The last nine months have shaken the movie business to its bones, said Jason Blum, the powerhouse producer, whose credits range from the Purge series to Black Klansman, end quote.
Next, the What Went Wrong newsletter on Substack, interviewed other writers of newsletters on Substack to find out the realities of trying to make a living on Substack.
substack isn't exactly exploiting the labor of writers who should know the deal they are signing up for,
but it's not a service that changes the bad math of freelance writing.
There will always be an upper crust of pundit journalists who go on TV and bring in six figures for a Bradshaw-esque amount of work.
What is lacking are the decent full-time jobs that constitute a normal career.
For many people out here in the substacker freelancer unwashed masses,
a regular paycheck from journalism counts as a coveted prize. A substack, in other words, is a lottery ticket,
but journalism has become an industry with too many lottery tickets, end quote. By the way, this is
also something that Peter Kafka and I talk about at length on this weekend's bonus episode,
so again be on the lookout for that. Next, maybe Stripe will get to this eventually. The Wall Street
Journal takes a look at the fintech startups wanting to sell you life insurance, quote,
Until now, life insurance startups have largely collaborated with traditional carriers rather than competed with them.
Many functioned as online agents to attract customers or used algorithms that draw on third-party databases to help insurers more speedily assess the risk of applicants and set their premiums.

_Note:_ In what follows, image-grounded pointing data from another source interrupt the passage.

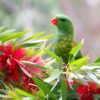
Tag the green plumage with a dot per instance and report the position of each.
(64, 41)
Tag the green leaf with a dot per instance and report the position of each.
(52, 77)
(14, 95)
(97, 60)
(40, 67)
(94, 64)
(52, 54)
(8, 31)
(75, 50)
(47, 37)
(2, 29)
(34, 36)
(44, 86)
(23, 93)
(63, 88)
(77, 64)
(97, 96)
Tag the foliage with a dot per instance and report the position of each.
(25, 75)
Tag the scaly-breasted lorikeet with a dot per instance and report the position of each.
(64, 39)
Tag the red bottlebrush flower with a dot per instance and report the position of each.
(10, 65)
(87, 91)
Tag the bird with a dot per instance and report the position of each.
(64, 38)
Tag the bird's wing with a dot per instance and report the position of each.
(79, 54)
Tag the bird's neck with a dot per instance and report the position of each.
(65, 34)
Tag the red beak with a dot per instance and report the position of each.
(54, 21)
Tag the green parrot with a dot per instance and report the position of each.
(64, 39)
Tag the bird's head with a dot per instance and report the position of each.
(63, 24)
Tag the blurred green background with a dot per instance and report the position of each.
(36, 15)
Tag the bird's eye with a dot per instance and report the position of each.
(63, 20)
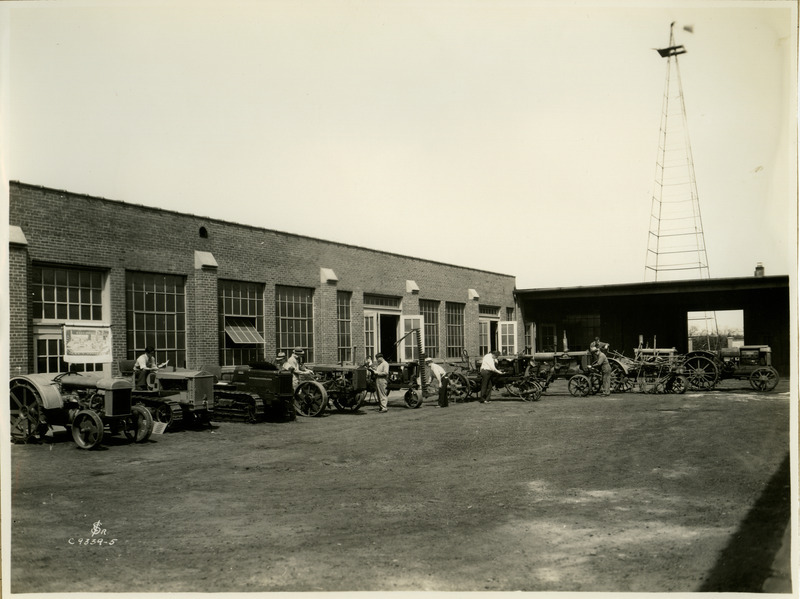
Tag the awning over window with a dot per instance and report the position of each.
(241, 330)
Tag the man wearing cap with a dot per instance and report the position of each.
(294, 366)
(381, 374)
(601, 361)
(440, 375)
(145, 366)
(488, 371)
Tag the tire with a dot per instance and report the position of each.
(458, 388)
(620, 383)
(579, 385)
(764, 379)
(413, 398)
(25, 407)
(139, 426)
(701, 372)
(310, 399)
(596, 380)
(677, 385)
(530, 390)
(87, 429)
(164, 413)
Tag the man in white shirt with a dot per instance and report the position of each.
(381, 374)
(294, 366)
(488, 371)
(438, 374)
(145, 366)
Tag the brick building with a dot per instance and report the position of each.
(206, 291)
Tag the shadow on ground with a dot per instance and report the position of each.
(746, 563)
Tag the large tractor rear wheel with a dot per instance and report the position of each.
(139, 425)
(764, 379)
(579, 385)
(27, 423)
(413, 398)
(701, 372)
(458, 388)
(310, 398)
(87, 429)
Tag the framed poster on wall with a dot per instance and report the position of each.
(86, 344)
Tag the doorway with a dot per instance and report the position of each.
(387, 335)
(715, 329)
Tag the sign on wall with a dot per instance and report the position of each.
(87, 344)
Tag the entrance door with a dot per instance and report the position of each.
(508, 337)
(487, 336)
(387, 335)
(410, 349)
(370, 334)
(380, 334)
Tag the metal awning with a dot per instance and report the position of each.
(241, 330)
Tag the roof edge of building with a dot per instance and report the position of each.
(245, 226)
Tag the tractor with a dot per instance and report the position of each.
(705, 369)
(89, 405)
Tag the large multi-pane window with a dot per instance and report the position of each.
(156, 315)
(294, 319)
(430, 314)
(241, 322)
(454, 333)
(343, 329)
(67, 294)
(63, 295)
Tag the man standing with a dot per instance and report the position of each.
(144, 367)
(381, 373)
(488, 371)
(601, 361)
(440, 375)
(294, 366)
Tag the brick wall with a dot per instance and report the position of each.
(20, 337)
(82, 231)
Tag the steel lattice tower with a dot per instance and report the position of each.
(675, 244)
(676, 247)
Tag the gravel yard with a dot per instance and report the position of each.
(644, 493)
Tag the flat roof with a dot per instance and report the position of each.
(658, 288)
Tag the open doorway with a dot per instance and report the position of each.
(713, 330)
(387, 327)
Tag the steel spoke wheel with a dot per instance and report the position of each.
(764, 379)
(620, 383)
(139, 425)
(166, 413)
(26, 413)
(701, 372)
(310, 398)
(458, 388)
(596, 380)
(87, 429)
(579, 385)
(413, 398)
(530, 390)
(677, 385)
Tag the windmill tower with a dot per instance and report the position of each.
(676, 248)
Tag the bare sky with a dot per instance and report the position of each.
(513, 136)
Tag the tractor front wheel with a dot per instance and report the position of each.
(27, 423)
(310, 398)
(764, 379)
(87, 429)
(579, 385)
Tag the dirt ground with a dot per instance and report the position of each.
(637, 493)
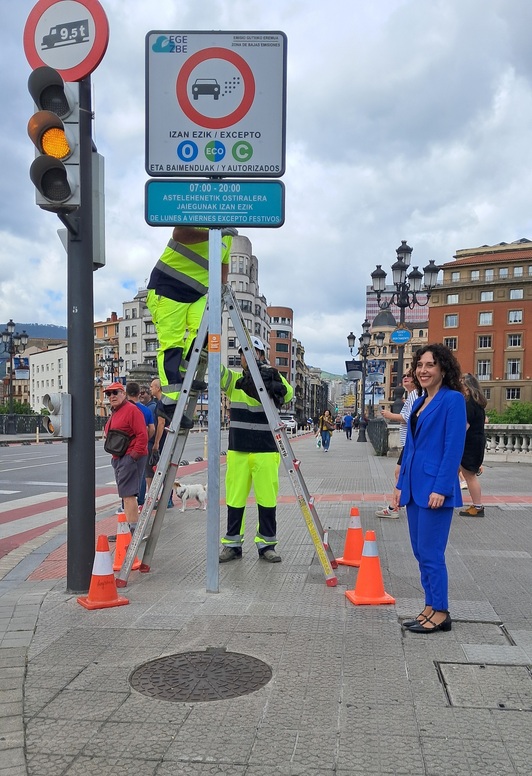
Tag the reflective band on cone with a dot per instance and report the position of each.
(369, 587)
(102, 590)
(354, 541)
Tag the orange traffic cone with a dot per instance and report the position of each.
(102, 590)
(369, 588)
(354, 541)
(123, 540)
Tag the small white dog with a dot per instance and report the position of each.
(184, 492)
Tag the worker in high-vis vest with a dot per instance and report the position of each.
(176, 300)
(252, 456)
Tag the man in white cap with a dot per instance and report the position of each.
(252, 457)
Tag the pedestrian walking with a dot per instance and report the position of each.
(126, 438)
(428, 479)
(325, 428)
(475, 444)
(252, 457)
(348, 425)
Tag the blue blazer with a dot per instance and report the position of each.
(431, 456)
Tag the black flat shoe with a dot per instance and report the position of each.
(446, 625)
(411, 623)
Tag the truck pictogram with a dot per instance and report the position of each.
(66, 34)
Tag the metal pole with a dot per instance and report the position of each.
(213, 431)
(11, 425)
(400, 352)
(362, 424)
(81, 452)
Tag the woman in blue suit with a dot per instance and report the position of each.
(428, 482)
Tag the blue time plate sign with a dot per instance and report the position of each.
(214, 203)
(401, 336)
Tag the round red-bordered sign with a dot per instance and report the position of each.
(183, 99)
(90, 61)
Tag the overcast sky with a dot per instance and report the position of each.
(406, 119)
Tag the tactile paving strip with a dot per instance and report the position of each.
(196, 677)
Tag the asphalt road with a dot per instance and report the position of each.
(33, 470)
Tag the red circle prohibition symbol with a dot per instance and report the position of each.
(222, 121)
(95, 55)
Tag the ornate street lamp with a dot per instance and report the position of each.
(407, 288)
(111, 364)
(13, 343)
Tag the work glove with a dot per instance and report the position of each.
(275, 388)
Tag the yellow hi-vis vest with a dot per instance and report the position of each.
(182, 272)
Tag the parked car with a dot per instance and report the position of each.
(290, 422)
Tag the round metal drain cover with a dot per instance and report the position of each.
(195, 677)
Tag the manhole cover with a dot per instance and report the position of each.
(483, 686)
(196, 677)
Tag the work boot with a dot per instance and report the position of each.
(270, 556)
(229, 553)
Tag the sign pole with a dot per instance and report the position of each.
(213, 431)
(80, 318)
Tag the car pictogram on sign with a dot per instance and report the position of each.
(206, 86)
(66, 34)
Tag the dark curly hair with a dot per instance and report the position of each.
(452, 372)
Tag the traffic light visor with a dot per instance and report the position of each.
(50, 136)
(49, 92)
(53, 179)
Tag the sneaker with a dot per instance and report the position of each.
(472, 511)
(229, 553)
(388, 512)
(270, 556)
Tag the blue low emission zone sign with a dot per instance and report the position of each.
(214, 203)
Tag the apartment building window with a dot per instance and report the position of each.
(513, 369)
(484, 369)
(515, 316)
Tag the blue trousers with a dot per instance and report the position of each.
(429, 533)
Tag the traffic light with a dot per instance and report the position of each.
(54, 130)
(59, 421)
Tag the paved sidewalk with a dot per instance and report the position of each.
(346, 690)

The moves by Besto and Day Forward signal that startups are confident now they can overcome the hurdles of low profitability and regulation that have kept them out of the life insurance carrier business in the past, end quote.
A New York Times piece notes how things like AA and other 12-step substance and addiction recovery programs
have moved online because of the pandemic, and they claim, for the most part, it is all worked out.

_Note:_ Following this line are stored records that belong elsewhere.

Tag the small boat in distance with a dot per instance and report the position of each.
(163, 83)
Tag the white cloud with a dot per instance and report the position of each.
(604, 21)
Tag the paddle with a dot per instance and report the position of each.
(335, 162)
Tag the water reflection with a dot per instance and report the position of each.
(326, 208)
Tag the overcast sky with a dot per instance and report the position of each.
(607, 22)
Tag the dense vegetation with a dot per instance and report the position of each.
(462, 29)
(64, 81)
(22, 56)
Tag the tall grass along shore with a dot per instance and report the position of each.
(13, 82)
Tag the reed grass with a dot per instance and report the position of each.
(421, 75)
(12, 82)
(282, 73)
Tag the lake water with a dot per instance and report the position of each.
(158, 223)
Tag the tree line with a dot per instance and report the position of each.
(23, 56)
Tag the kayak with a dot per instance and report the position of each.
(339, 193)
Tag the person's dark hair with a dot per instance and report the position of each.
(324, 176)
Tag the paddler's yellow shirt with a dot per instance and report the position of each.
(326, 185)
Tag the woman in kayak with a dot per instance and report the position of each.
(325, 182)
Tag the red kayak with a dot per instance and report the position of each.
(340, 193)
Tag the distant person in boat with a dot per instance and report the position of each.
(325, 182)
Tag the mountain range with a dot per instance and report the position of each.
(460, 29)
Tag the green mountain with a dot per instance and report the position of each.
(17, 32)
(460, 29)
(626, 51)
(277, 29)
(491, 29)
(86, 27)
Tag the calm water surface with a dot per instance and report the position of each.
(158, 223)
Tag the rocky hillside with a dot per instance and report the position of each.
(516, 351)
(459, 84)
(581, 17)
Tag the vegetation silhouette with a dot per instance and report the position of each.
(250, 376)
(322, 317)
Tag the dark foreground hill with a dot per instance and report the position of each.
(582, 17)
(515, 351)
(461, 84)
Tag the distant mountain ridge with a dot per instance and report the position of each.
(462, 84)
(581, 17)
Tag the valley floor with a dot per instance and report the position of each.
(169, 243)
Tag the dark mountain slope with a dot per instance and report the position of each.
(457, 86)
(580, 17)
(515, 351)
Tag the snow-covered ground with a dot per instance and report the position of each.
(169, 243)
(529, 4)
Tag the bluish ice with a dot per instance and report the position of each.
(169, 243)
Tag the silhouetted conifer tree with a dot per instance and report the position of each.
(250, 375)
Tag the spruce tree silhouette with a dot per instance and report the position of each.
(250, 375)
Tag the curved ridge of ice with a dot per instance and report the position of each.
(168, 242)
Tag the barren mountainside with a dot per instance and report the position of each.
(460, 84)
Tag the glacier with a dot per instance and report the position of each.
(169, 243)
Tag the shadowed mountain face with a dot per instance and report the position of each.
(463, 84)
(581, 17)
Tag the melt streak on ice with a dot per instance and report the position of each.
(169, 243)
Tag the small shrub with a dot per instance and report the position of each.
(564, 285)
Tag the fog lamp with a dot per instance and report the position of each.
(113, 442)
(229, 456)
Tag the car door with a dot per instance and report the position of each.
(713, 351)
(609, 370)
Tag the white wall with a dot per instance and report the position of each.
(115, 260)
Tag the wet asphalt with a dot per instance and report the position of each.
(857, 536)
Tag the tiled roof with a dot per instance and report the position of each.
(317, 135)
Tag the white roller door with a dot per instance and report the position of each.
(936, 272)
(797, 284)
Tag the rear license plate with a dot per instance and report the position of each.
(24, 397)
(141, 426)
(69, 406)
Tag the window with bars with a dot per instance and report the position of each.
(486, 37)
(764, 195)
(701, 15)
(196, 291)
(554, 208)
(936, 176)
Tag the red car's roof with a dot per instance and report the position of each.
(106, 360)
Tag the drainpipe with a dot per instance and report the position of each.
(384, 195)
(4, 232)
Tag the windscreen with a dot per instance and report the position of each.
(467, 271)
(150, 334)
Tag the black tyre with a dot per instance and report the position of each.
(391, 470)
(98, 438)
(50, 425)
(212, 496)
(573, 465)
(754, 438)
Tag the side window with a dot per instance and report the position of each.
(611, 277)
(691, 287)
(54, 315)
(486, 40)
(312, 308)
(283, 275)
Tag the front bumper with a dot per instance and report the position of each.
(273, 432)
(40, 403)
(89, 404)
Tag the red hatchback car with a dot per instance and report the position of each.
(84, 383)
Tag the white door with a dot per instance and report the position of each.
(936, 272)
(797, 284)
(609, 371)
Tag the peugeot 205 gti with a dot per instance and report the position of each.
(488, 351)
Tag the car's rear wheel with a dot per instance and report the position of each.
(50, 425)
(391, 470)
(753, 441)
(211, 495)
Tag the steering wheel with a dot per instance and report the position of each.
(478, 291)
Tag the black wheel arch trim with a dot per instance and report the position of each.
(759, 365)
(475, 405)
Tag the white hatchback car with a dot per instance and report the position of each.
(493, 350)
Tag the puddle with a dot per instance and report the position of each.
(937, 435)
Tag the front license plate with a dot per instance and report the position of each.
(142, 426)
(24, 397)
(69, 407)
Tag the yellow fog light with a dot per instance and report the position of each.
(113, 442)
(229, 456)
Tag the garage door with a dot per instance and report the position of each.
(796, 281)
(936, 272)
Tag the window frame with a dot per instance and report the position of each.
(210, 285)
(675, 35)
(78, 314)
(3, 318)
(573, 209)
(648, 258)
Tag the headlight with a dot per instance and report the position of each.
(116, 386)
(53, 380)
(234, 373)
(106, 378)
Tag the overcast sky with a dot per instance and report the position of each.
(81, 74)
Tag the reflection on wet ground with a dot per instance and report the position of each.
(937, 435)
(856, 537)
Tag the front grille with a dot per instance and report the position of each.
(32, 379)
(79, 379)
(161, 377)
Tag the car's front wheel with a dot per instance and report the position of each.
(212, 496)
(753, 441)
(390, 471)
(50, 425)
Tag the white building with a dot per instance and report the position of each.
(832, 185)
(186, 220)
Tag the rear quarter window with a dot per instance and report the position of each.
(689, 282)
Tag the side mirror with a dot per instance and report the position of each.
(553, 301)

Though online rehab rose as an emergency stopgap measure, people in the field say it is likely to become a permanent part of the way substance abuse is treated.
Being able to find a meeting to log into 24-7 has welcome advantages for people who lack transportation,
are ill, juggling parenting or work challenges that make in-person meetings tough on a given day
and may help keep them more seamlessly connected to a support network. Online meetings can also
be a good stepping stone for people just starting rehab. There are so many positives. People don't
need to travel. It saves time, said Dr. Andrew Saxon, an addiction expert and professor in the
Department of Psychiatry and Behavioral Sciences at the University of Washington School of Medicine.
The potential for people who wouldn't have access to treatment easily to get it is a big bonus.
and quote. And finally, my usual bit of tech history to share with you, how about an oral history
of the hamburger icon from the folks who developed it? Quote, we started figuring out that there was
a hierarchy of recognition. When someone looked at the screen, they would scan it for a particular
shape and then hone in on details of that shape, much like seeing a diamond shape road sign before
you see the symbol within it. We wanted to make sure you had a limited number of objects to
search for. Every pixel mattered. There was no extraneous information, no decoration, everything had a
purpose. And those limitations meant we had to design something as elegant as it was simple, a timeless
design style, end quote. As I say, the weekend bonus episode interview with Peter Kafka coming out
tomorrow is super timely. We had scheduled it for yesterday, as you'll recall, to talk about
digital media in the year of COVID, the substack stuff, the TikTok stuff, and podcasting stuff.
And then the Warner Brothers News dropped right when we were scheduled to record, so we pushed it to
this morning, and I'm glad we did. Deep dive on Hollywood's digital transformation coming at you
tomorrow. Talk to you again on Monday.